ICE’s handling of sensitive data has been brought into question before. Last year, ICE accidentally posted to a public website the sensitive personal information of more than 6,000 asylum seekers.
The SmartLINK program isn’t the Department of Homeland Security’s only foray into biometrics. DHS’s updated biometrics system Homeland Advanced Recognition Technology (HART) is expected to include profiles of 270 million unique individuals, including 6.7 million iris scans and 1.1 billion face images. The project has been riddled with costly delays and criticism over the agency’s lack of transparency regarding the project. The Government Accountability Office has warned that the program fails to mitigate significant privacy risks, recommendations that DHS has acknowledged. Experts say that biometric data can be particularly damaging if leaked since biometric data can’t be altered.

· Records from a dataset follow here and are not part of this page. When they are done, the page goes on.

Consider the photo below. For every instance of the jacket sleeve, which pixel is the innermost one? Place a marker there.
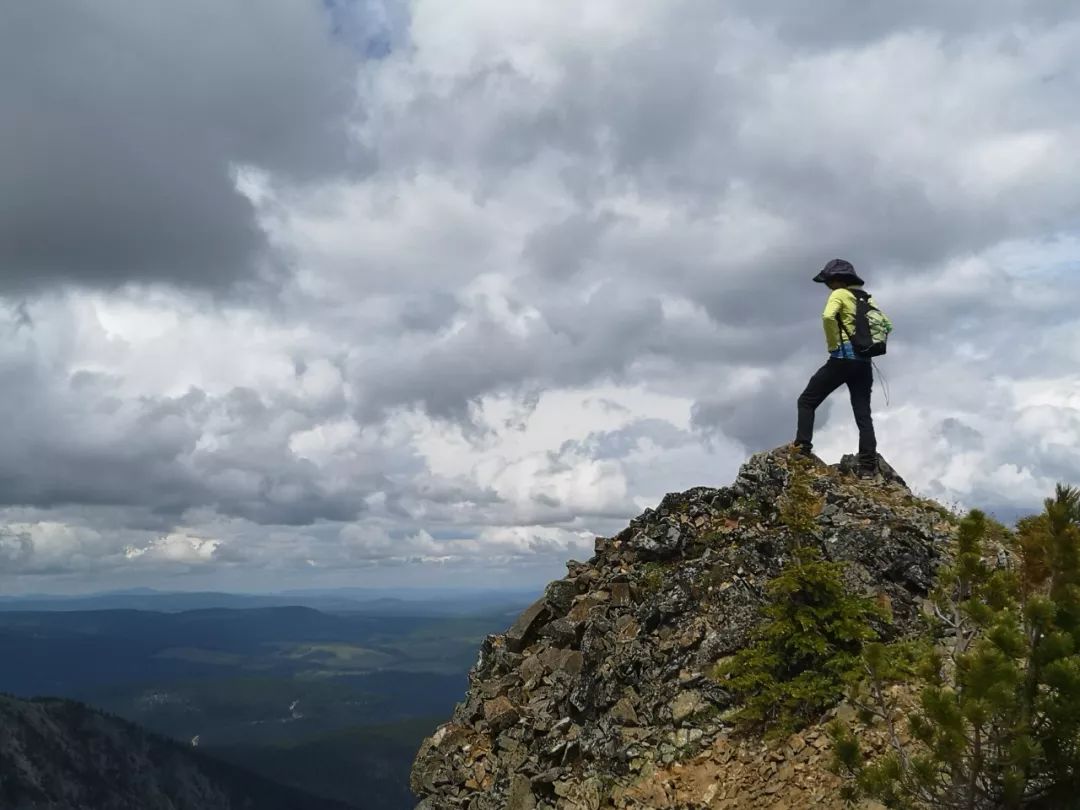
(833, 308)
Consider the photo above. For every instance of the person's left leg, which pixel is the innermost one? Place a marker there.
(824, 381)
(861, 385)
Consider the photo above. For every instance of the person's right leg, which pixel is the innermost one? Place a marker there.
(825, 381)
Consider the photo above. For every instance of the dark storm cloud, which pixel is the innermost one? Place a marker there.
(79, 443)
(124, 122)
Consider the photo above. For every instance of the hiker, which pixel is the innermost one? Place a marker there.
(855, 331)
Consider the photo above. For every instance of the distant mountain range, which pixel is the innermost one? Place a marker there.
(385, 602)
(63, 755)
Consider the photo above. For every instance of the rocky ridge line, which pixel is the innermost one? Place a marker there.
(601, 693)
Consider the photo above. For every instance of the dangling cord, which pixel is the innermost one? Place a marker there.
(885, 382)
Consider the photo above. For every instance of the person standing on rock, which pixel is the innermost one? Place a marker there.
(850, 349)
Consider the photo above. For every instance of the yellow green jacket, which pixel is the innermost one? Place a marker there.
(841, 302)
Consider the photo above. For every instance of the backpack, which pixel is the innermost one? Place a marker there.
(872, 326)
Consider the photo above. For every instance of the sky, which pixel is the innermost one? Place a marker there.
(365, 293)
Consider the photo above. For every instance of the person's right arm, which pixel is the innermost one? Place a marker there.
(833, 307)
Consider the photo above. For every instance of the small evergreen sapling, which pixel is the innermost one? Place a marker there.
(807, 650)
(998, 717)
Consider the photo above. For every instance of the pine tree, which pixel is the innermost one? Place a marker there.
(806, 652)
(998, 717)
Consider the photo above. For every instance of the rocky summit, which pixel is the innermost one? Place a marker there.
(605, 693)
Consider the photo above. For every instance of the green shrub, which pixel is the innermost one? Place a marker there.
(998, 717)
(806, 651)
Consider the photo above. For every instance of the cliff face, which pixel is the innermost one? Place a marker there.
(63, 755)
(603, 694)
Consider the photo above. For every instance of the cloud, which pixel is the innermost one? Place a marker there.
(530, 270)
(133, 120)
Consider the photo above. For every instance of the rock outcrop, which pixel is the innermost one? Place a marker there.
(603, 692)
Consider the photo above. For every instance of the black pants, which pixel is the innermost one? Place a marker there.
(858, 375)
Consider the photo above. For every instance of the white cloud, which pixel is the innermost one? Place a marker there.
(568, 271)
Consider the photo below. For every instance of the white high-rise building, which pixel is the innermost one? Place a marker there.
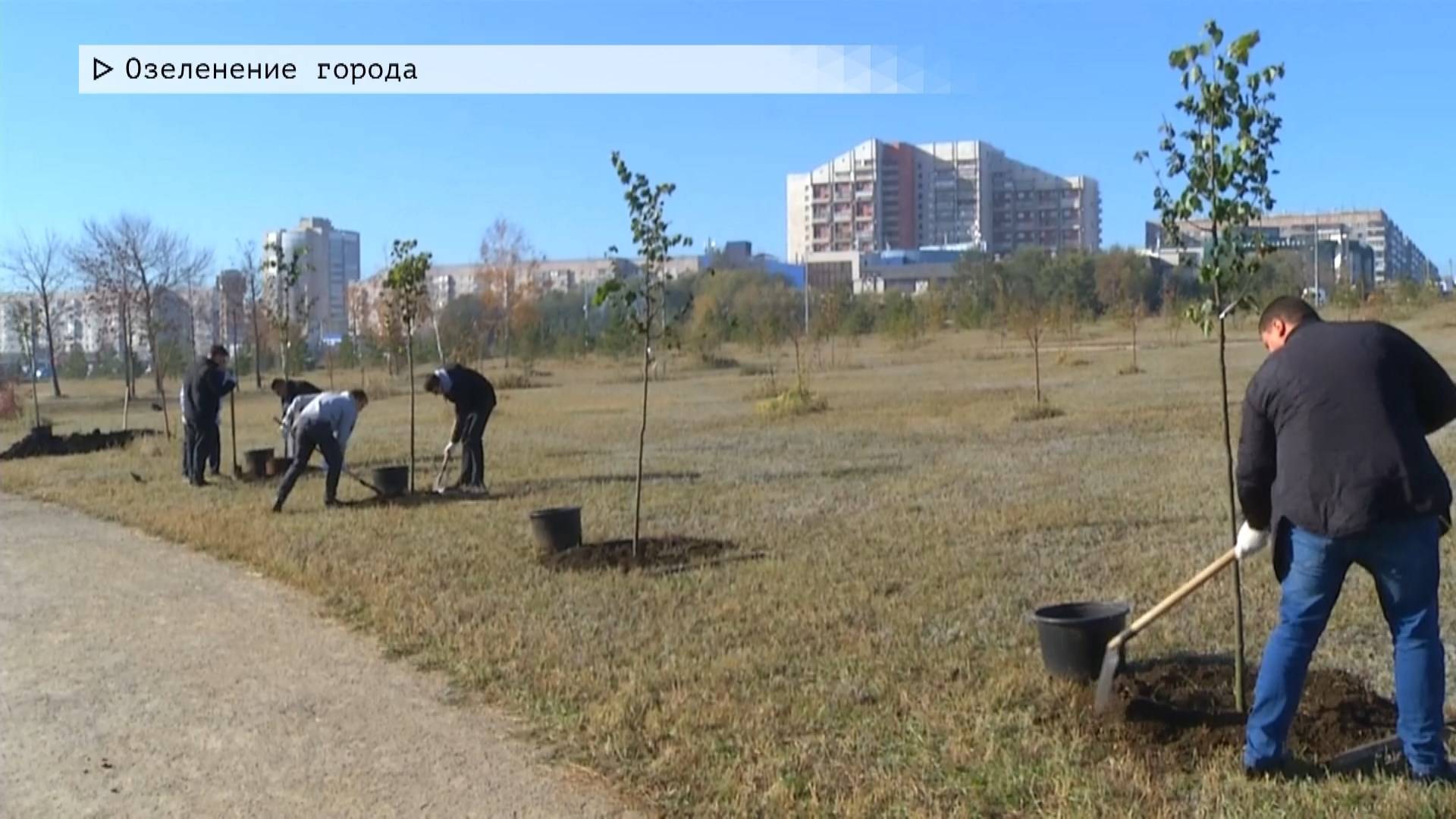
(331, 262)
(894, 196)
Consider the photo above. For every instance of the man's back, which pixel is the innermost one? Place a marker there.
(469, 390)
(1337, 420)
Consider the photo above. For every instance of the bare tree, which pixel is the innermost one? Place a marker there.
(507, 259)
(140, 267)
(44, 270)
(287, 305)
(253, 284)
(109, 289)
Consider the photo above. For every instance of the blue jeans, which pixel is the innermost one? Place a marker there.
(1405, 563)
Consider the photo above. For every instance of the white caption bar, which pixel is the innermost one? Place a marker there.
(501, 69)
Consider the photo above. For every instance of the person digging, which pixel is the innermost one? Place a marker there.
(1332, 457)
(287, 392)
(206, 382)
(473, 400)
(325, 423)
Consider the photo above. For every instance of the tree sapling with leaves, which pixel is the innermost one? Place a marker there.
(644, 297)
(1222, 153)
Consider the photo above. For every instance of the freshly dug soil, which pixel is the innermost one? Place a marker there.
(1175, 713)
(666, 554)
(76, 444)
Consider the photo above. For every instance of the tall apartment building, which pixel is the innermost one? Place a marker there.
(331, 262)
(896, 196)
(234, 319)
(1395, 254)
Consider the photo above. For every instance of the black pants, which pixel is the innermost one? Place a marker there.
(215, 457)
(204, 441)
(472, 445)
(315, 435)
(188, 442)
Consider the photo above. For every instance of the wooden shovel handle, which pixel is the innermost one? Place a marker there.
(1175, 598)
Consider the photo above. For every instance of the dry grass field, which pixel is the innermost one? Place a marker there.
(878, 659)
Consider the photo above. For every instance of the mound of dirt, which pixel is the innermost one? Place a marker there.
(1178, 711)
(666, 554)
(41, 442)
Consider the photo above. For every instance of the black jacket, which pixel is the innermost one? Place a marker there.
(296, 388)
(206, 387)
(471, 392)
(1334, 430)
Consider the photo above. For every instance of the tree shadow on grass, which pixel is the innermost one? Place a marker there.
(523, 488)
(669, 554)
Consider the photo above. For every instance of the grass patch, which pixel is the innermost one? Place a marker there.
(516, 381)
(1036, 413)
(877, 662)
(795, 401)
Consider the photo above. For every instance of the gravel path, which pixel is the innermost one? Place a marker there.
(139, 678)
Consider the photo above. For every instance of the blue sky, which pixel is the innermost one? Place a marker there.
(1074, 88)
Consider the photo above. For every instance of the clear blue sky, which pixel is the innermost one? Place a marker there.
(1369, 111)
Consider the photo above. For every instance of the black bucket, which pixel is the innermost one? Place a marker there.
(1075, 635)
(258, 461)
(557, 529)
(392, 482)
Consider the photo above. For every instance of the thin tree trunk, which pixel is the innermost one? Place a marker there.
(1134, 343)
(232, 416)
(156, 373)
(637, 509)
(1036, 357)
(258, 349)
(50, 344)
(1234, 512)
(410, 357)
(36, 390)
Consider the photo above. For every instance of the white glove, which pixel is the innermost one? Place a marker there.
(1251, 541)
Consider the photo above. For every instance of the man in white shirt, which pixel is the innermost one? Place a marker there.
(322, 422)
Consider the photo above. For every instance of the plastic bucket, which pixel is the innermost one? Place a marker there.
(392, 482)
(557, 529)
(258, 461)
(1075, 635)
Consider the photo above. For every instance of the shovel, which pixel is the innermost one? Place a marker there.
(440, 475)
(1112, 659)
(366, 484)
(1362, 754)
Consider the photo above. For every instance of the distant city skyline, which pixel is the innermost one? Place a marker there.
(223, 169)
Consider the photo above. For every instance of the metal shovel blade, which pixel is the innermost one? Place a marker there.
(1111, 661)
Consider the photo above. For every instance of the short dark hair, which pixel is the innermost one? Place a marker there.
(1289, 309)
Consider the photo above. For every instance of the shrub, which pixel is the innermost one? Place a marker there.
(792, 403)
(522, 381)
(1036, 413)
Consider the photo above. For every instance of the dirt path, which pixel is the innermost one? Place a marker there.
(139, 678)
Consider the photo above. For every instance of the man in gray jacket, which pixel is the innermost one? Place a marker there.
(322, 422)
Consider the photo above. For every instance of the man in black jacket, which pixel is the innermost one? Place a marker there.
(1334, 458)
(475, 400)
(287, 390)
(207, 381)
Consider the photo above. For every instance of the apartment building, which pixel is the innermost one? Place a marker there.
(331, 262)
(1397, 257)
(896, 196)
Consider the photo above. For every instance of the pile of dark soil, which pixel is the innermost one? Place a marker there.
(41, 442)
(1175, 713)
(663, 556)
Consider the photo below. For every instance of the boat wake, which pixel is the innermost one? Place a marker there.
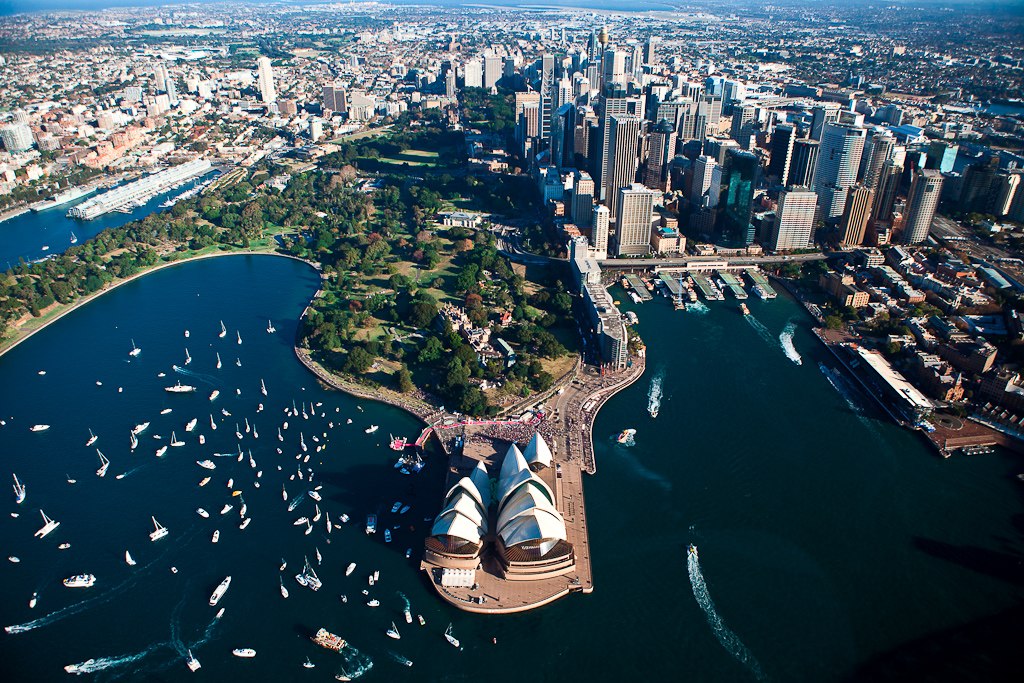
(785, 339)
(654, 393)
(207, 379)
(727, 638)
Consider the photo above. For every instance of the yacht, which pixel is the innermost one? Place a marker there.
(18, 491)
(80, 581)
(159, 531)
(48, 525)
(449, 637)
(103, 464)
(219, 592)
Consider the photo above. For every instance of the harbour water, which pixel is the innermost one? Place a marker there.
(26, 235)
(827, 538)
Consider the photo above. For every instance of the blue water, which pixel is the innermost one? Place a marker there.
(25, 236)
(829, 540)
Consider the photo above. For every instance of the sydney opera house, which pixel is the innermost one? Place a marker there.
(508, 525)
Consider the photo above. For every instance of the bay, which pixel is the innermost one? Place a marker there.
(827, 537)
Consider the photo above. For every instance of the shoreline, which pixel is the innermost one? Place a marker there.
(113, 286)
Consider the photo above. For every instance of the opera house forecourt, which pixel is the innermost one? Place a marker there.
(501, 544)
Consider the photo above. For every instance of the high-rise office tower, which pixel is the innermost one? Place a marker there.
(794, 225)
(739, 177)
(634, 208)
(707, 182)
(625, 139)
(805, 162)
(599, 232)
(663, 151)
(583, 199)
(821, 116)
(839, 160)
(858, 212)
(879, 150)
(615, 102)
(265, 78)
(473, 74)
(781, 152)
(922, 203)
(885, 193)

More recently, ICE has announced it is experimenting with using a new BI technology Veriwatch, a wrist-worn monitor with biometric authentication. While not much is known about the program, Hannah says it comes with the same concerns as the mobile app and ankle monitors.
“What we’ve learned from the FOIA records is that ICE’s public-facing statements about its data collection practices, including location data practices, can’t be trusted,” Lucal said.